The plan seemed perfect.
LeBron James had agreed to take his talents to South Beach. He would join Dwyane Wade and Chris Bosh to form a Big Three that most believed would shepherd in an instant dynasty.
All three took less money to play together and, yes, there were other details to be attended to — other players signed, other men who would make up the Miami Heat's sure-thing squad.
But those things seemed incidental. Going into this season, long before these playoffs began, the Heat's ascendance seemed sure.
Still, head coach Erik Spoelstra kept saying, "We knew this wasn't going to be easy." How true.
Seventy-two wins. Multiple championships. An unstoppable machine. The Chosen One averaging triple-doubles. The wins coming sure and easy. That's what was expected.
Fast forward to this past Sunday. Many months, an 82-game regular season and a 3-1 opening-round playoff series lead later, the Heat have experienced the fact that all perfect plans can go wrong.
There is no perfect crime. And there is no perfect sports team.
Two men, the evidence of this, sat on the bench Sunday as the Philadelphia 76ers stormed back from six down with 94 seconds to play to send the series back to Miami.
Udonis Haslem, inactive but with the team, was the first reminder. Mike Miller, at the moment not a player Spoelstra will turn to, was the second.
The Heat have had their struggles. But it's these two guys, players that few thought would dictate the team's success or failure, who have arguably had the most impact on this season.
Last summer, with little salary cap space remaining, Heat architect and team president Pat Riley pulled off a quieter but equally impressive coup.
He signed hometown guy Haslem to a five-year, $20.3 million contract. He signed Mike Miller to a five-year, $29 million deal. Both players reportedly spurned more money to be members of the Heat.
So Miami locked up its fourth and fifth options until 2015, enhancements to the Big Three who would make the playing field even more unfair.

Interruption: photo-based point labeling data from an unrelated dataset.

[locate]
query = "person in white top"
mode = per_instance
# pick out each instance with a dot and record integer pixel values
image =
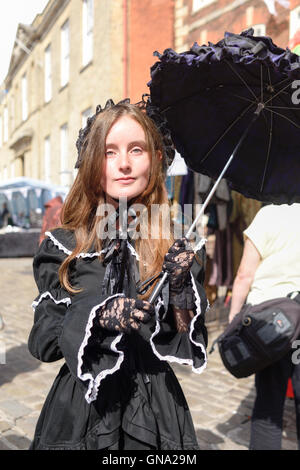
(270, 268)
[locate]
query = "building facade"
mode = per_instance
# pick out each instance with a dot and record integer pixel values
(78, 53)
(75, 55)
(63, 64)
(207, 20)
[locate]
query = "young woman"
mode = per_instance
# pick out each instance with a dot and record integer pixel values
(116, 389)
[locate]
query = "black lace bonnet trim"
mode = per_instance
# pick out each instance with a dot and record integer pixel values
(152, 112)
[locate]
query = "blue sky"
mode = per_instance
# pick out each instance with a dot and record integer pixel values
(14, 12)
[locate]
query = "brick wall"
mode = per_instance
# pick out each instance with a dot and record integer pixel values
(150, 28)
(211, 22)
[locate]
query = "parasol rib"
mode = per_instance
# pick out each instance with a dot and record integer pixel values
(269, 143)
(241, 78)
(227, 130)
(278, 93)
(283, 116)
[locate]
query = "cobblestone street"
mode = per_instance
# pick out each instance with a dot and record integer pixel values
(219, 403)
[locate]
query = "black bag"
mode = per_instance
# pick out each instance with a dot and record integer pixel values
(260, 335)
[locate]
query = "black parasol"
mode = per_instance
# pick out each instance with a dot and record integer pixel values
(233, 109)
(211, 94)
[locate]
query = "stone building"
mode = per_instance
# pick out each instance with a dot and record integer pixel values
(75, 55)
(206, 20)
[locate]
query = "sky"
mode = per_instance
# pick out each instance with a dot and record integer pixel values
(14, 12)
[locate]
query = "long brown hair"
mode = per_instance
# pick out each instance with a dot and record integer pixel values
(79, 212)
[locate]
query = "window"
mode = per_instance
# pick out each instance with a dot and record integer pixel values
(87, 31)
(294, 21)
(47, 160)
(48, 74)
(198, 4)
(259, 29)
(5, 124)
(85, 115)
(65, 54)
(24, 98)
(64, 172)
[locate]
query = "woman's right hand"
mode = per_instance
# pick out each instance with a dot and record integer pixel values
(124, 314)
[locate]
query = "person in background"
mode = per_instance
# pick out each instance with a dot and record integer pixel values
(51, 218)
(270, 268)
(5, 216)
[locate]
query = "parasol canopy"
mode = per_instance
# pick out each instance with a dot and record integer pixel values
(240, 98)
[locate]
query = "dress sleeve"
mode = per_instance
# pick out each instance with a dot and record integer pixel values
(188, 347)
(66, 326)
(50, 305)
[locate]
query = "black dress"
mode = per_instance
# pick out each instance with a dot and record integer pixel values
(114, 391)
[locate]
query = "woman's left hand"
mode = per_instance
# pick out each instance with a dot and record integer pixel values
(177, 263)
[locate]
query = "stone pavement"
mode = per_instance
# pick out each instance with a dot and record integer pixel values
(220, 404)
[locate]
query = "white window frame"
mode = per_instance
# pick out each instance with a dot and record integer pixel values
(199, 4)
(1, 131)
(48, 74)
(5, 124)
(85, 115)
(47, 159)
(87, 31)
(294, 21)
(259, 29)
(24, 97)
(64, 172)
(65, 53)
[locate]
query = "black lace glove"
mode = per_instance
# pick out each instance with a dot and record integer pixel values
(123, 314)
(177, 263)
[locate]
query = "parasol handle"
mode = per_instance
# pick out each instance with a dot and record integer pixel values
(259, 108)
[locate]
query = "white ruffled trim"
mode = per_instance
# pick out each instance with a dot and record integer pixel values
(61, 247)
(94, 383)
(65, 300)
(169, 358)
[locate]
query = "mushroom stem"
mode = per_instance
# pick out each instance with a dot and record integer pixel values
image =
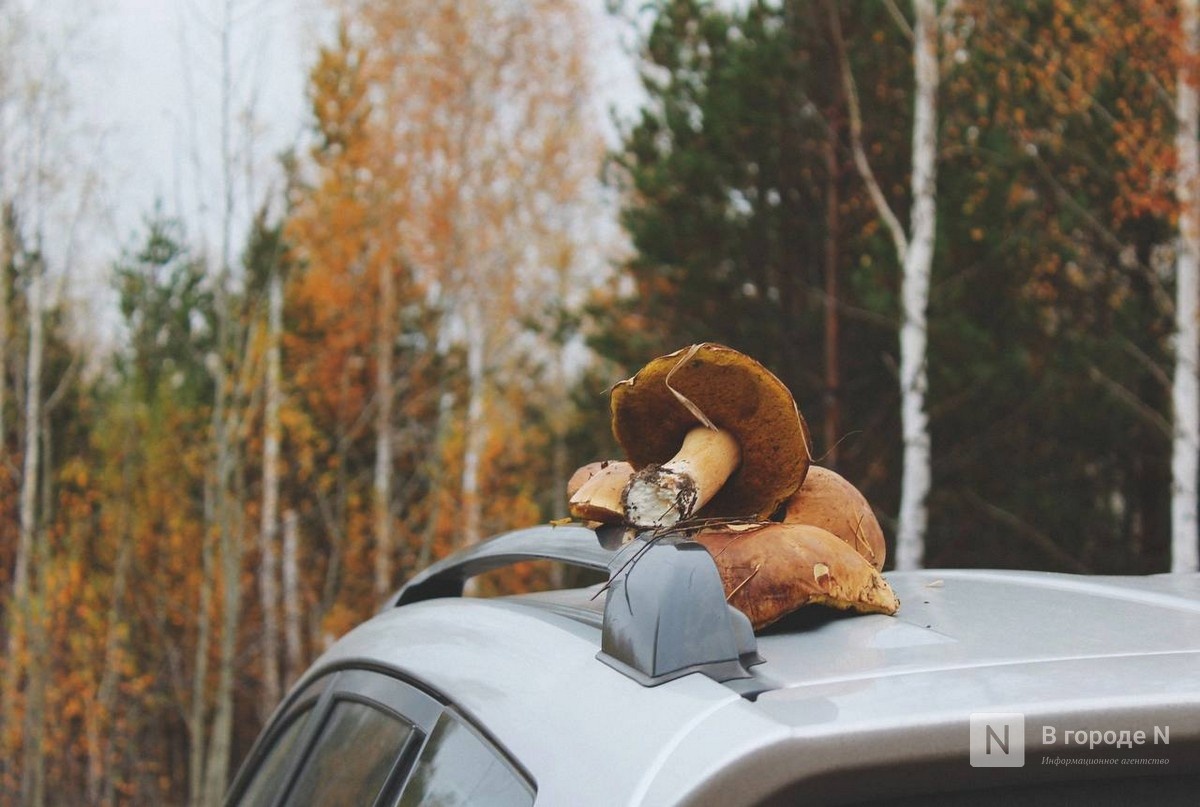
(598, 498)
(663, 495)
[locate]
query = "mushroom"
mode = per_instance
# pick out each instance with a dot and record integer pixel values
(707, 428)
(769, 571)
(594, 491)
(828, 501)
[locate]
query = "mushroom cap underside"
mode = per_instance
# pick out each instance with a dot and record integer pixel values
(773, 571)
(738, 395)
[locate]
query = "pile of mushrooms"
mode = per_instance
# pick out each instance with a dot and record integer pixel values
(715, 446)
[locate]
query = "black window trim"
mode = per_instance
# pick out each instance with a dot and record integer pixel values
(379, 687)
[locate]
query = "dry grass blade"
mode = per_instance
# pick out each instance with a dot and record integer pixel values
(738, 587)
(683, 399)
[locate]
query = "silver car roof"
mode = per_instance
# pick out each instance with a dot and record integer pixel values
(837, 695)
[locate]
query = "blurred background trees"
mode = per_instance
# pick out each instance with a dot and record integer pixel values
(409, 347)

Haslem would supply the heart, interior toughness, rebounding and grit the Big Three could use around them. And Miller would drop 3-pointers from the open space the Big Three would create, throwing in his size and ball-handling skills for good measure.
A Big Three. A solid and trustworthy Accompanying Two. And a group of veterans to fill the void. Riley had outdone himself.

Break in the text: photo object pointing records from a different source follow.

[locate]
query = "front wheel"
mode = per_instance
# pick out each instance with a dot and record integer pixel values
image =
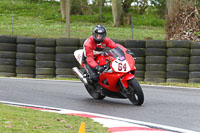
(93, 93)
(135, 95)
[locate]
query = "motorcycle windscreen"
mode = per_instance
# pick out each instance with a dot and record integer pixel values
(117, 53)
(78, 55)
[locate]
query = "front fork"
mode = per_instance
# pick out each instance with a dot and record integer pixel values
(123, 83)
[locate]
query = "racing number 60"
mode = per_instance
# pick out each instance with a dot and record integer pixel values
(121, 66)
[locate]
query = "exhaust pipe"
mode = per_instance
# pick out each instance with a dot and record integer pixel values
(79, 75)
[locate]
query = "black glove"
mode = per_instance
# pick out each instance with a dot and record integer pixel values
(130, 52)
(99, 69)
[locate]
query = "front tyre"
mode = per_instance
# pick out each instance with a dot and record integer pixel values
(93, 93)
(135, 95)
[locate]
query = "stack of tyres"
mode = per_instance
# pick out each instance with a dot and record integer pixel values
(138, 48)
(7, 56)
(155, 61)
(194, 68)
(178, 59)
(45, 58)
(65, 59)
(25, 57)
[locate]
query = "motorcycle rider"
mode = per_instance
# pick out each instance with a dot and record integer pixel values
(92, 48)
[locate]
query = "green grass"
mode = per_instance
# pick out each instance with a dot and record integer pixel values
(49, 24)
(22, 120)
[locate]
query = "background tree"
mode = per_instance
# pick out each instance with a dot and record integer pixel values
(67, 18)
(63, 8)
(117, 12)
(183, 20)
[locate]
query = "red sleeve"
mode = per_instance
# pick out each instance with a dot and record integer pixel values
(88, 47)
(111, 44)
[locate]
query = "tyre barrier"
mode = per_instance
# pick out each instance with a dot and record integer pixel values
(178, 70)
(138, 48)
(65, 59)
(194, 67)
(25, 57)
(7, 56)
(155, 61)
(45, 58)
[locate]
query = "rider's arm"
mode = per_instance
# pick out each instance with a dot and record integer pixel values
(111, 44)
(90, 56)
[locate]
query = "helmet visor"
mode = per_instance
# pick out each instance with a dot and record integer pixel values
(99, 36)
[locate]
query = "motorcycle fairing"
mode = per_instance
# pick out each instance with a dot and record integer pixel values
(79, 55)
(112, 80)
(125, 78)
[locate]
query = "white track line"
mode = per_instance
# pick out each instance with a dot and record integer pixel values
(111, 122)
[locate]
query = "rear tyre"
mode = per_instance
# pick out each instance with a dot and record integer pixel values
(136, 95)
(91, 90)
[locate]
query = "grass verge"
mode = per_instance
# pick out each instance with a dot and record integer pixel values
(22, 120)
(27, 22)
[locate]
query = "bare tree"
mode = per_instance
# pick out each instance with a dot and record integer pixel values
(67, 18)
(117, 12)
(63, 8)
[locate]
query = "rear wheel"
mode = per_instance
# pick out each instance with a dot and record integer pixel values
(92, 91)
(136, 95)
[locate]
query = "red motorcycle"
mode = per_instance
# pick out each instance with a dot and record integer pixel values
(117, 80)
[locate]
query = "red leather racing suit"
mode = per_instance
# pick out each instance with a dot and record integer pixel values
(92, 49)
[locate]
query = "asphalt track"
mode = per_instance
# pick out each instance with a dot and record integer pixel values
(170, 106)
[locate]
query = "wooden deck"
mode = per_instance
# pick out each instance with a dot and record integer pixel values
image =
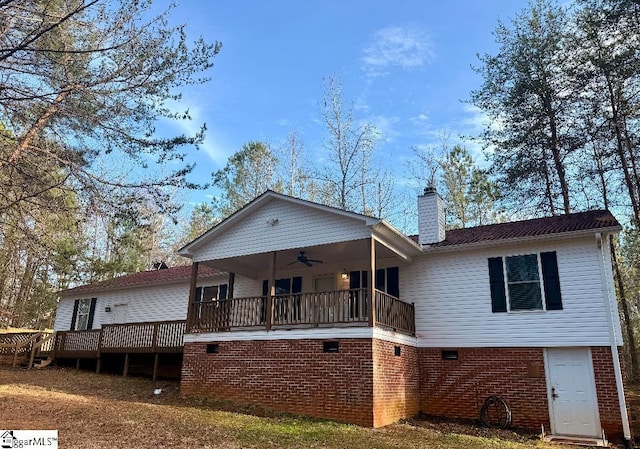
(135, 338)
(324, 309)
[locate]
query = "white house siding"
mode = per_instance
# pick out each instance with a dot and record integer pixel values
(145, 303)
(297, 227)
(453, 302)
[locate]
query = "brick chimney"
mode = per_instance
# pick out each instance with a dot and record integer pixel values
(430, 217)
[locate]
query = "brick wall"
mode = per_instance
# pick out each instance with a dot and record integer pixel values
(288, 375)
(608, 404)
(458, 388)
(396, 380)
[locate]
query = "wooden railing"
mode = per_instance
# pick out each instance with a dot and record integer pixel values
(395, 314)
(152, 337)
(342, 307)
(21, 345)
(213, 316)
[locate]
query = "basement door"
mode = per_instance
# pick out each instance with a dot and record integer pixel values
(573, 404)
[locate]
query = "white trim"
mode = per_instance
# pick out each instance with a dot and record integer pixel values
(304, 334)
(609, 298)
(592, 379)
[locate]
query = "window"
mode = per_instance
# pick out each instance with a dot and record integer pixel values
(387, 281)
(83, 312)
(525, 282)
(281, 306)
(212, 292)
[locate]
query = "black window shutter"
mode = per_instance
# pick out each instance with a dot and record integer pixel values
(75, 314)
(354, 280)
(92, 312)
(380, 281)
(393, 281)
(496, 282)
(551, 278)
(296, 284)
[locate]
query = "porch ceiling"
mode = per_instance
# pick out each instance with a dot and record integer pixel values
(343, 254)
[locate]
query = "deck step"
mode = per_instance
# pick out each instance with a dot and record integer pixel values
(41, 362)
(578, 441)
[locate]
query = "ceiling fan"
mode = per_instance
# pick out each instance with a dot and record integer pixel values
(302, 258)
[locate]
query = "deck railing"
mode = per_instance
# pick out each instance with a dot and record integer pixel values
(341, 307)
(151, 337)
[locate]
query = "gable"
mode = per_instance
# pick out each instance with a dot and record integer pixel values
(279, 224)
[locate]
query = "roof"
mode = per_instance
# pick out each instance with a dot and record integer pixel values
(166, 276)
(256, 203)
(592, 220)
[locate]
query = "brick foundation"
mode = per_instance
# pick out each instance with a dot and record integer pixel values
(608, 404)
(458, 388)
(367, 383)
(294, 376)
(396, 381)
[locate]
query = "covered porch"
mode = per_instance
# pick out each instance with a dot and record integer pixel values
(343, 284)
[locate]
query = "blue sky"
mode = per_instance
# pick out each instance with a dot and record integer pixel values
(405, 65)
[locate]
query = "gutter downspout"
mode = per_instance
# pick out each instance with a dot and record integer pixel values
(617, 369)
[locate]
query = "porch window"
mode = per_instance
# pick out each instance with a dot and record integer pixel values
(83, 312)
(284, 286)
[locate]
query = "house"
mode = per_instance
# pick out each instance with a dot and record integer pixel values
(141, 314)
(334, 314)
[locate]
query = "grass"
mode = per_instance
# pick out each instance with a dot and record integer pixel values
(96, 411)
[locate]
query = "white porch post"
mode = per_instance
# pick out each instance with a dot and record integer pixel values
(272, 289)
(192, 294)
(372, 282)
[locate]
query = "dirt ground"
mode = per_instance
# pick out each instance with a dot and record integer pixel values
(94, 411)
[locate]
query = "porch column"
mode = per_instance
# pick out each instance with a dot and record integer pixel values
(231, 282)
(192, 294)
(372, 282)
(272, 289)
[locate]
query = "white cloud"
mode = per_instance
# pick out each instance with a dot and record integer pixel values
(406, 47)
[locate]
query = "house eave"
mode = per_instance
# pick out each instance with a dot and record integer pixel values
(426, 249)
(110, 289)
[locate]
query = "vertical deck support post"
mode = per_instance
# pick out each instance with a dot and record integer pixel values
(231, 283)
(372, 281)
(126, 365)
(156, 362)
(272, 289)
(192, 295)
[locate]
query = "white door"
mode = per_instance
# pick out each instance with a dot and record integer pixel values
(120, 313)
(573, 404)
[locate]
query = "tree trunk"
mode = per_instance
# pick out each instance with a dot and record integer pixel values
(626, 315)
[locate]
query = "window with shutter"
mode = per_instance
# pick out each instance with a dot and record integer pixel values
(525, 282)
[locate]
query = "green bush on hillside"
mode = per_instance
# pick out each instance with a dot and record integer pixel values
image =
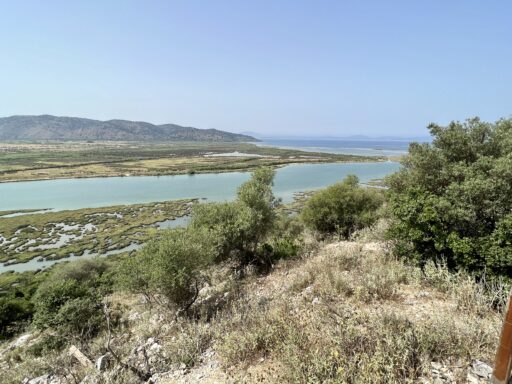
(169, 267)
(453, 198)
(342, 208)
(69, 301)
(239, 228)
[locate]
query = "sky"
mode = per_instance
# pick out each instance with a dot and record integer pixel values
(281, 67)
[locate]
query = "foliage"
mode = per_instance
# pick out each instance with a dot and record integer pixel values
(342, 208)
(69, 302)
(239, 228)
(14, 311)
(452, 198)
(169, 266)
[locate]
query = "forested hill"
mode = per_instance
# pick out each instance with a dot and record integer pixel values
(47, 127)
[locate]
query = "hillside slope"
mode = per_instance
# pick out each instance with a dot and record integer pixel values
(47, 127)
(346, 313)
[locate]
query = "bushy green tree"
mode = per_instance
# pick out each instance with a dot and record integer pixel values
(453, 198)
(14, 311)
(169, 267)
(238, 228)
(342, 208)
(69, 301)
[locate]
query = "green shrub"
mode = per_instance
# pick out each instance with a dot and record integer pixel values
(169, 266)
(14, 312)
(239, 228)
(70, 301)
(342, 208)
(452, 198)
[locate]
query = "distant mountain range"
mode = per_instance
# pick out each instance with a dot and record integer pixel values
(47, 127)
(338, 138)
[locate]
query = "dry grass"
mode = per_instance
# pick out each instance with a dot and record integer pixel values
(349, 313)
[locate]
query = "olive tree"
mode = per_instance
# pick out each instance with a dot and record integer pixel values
(342, 208)
(452, 198)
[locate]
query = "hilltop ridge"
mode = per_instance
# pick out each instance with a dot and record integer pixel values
(48, 127)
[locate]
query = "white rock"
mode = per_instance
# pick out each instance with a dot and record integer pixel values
(481, 369)
(101, 362)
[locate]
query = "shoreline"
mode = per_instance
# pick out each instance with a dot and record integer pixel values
(202, 171)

Then reality hit. On Nov. 22, with the Heat still trying to find themselves as a team, Haslem left a game against the Indiana Pacers with a foot injury. He has not played since.
The Heat have desperately missed his defensive sturdiness, his underrated offense and, most notably, his rebounding presence. The absence of his toughness and unflappable approach also has been keenly felt.

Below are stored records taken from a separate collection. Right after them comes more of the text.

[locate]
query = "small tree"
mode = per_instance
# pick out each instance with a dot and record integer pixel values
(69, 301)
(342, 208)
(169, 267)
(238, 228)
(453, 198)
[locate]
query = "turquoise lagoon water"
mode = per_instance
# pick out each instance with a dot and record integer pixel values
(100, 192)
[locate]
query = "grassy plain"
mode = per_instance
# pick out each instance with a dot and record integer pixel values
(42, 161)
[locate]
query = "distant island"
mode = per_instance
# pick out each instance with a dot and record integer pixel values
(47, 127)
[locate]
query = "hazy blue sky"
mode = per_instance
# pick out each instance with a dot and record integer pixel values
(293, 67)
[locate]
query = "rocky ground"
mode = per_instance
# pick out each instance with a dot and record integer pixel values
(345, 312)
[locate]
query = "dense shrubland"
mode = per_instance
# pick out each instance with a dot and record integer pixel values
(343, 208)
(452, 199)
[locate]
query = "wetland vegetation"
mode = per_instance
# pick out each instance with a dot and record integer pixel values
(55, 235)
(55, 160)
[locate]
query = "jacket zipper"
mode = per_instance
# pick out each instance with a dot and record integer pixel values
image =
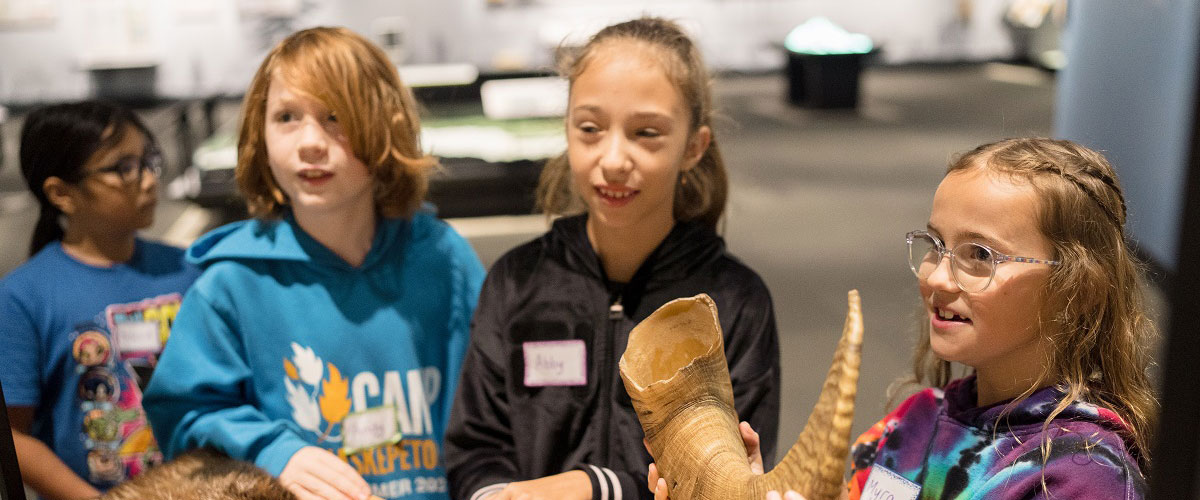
(616, 311)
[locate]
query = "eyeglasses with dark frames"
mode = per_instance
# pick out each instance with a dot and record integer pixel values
(972, 265)
(130, 169)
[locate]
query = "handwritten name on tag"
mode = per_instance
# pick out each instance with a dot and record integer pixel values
(556, 363)
(370, 428)
(886, 485)
(138, 337)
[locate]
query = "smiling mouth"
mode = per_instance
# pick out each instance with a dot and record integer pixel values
(948, 315)
(312, 174)
(616, 194)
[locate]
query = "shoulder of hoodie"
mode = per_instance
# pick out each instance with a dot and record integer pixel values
(429, 238)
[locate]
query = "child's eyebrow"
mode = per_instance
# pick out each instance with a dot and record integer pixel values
(591, 108)
(969, 235)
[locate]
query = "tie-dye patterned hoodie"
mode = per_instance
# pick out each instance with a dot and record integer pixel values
(948, 447)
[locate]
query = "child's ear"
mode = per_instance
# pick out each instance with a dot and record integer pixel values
(696, 146)
(60, 193)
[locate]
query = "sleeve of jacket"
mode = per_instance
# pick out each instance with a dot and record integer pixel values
(479, 450)
(753, 353)
(201, 392)
(467, 277)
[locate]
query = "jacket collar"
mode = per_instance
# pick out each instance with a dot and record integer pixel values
(688, 246)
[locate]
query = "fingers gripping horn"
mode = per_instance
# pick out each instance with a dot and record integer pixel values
(676, 374)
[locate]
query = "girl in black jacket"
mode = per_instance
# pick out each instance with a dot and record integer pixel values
(540, 410)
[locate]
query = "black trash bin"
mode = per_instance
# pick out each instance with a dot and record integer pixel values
(823, 80)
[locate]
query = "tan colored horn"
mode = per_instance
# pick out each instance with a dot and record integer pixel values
(676, 374)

Then there's Miller, who has been hobbled by injuries but right now simply is banished to the bench. He played less than three minutes in the Heat's first playoff game. Slightly more than three minutes in the second. And he did not play at all in Games 3 and 4 — the culmination of an awful year for the affable, talented swingman.
Miller's 3-point shooting has dropped from 48 percent last year to 36 percent this season. He's scoring 5.6 per game compared to a career average of 13.2.
But mostly he's looked off: tentative, awkward, not ready for the grueling games the Heat face night in and night out. Perhaps it's his thumb. Perhaps it's the concussions. Perhaps it's something else.
Regardless, this wasn't part of the plan. Both guys were supposed to perfectly complement the Big Three.
Instead, the Heat are getting by on the perimeter with guys like Mike Bibby, James Jones and Eddie House. Inside, Zydrunas Ilgauskas has done what he can, and Joel Anthony has provided a spark on defense and an energy boost on both sides of the court.
But overall, Miami has had a glaringly soft and mostly uninspired supporting cast. To see Haslem and Miller on the bench, for different reasons, is to remember how this was supposed to go: much more easily.
Nonetheless, barring a historic collapse, the Heat will face a rejuvenated Boston Celtics team out for blood. But Miami will be ready, too. The Heat have played their best basketball of late and should give Boston everything it can handle.
Minus a healthy Haslem and a viable Miller, Miami's task is going to be that much harder. But not necessarily impossible.
The perfect plan has been flawed by fate and circumstance. What remains to be seen is whether what Riley conceived last summer can, even with its unforeseen problems, be enough to live up to all its hype.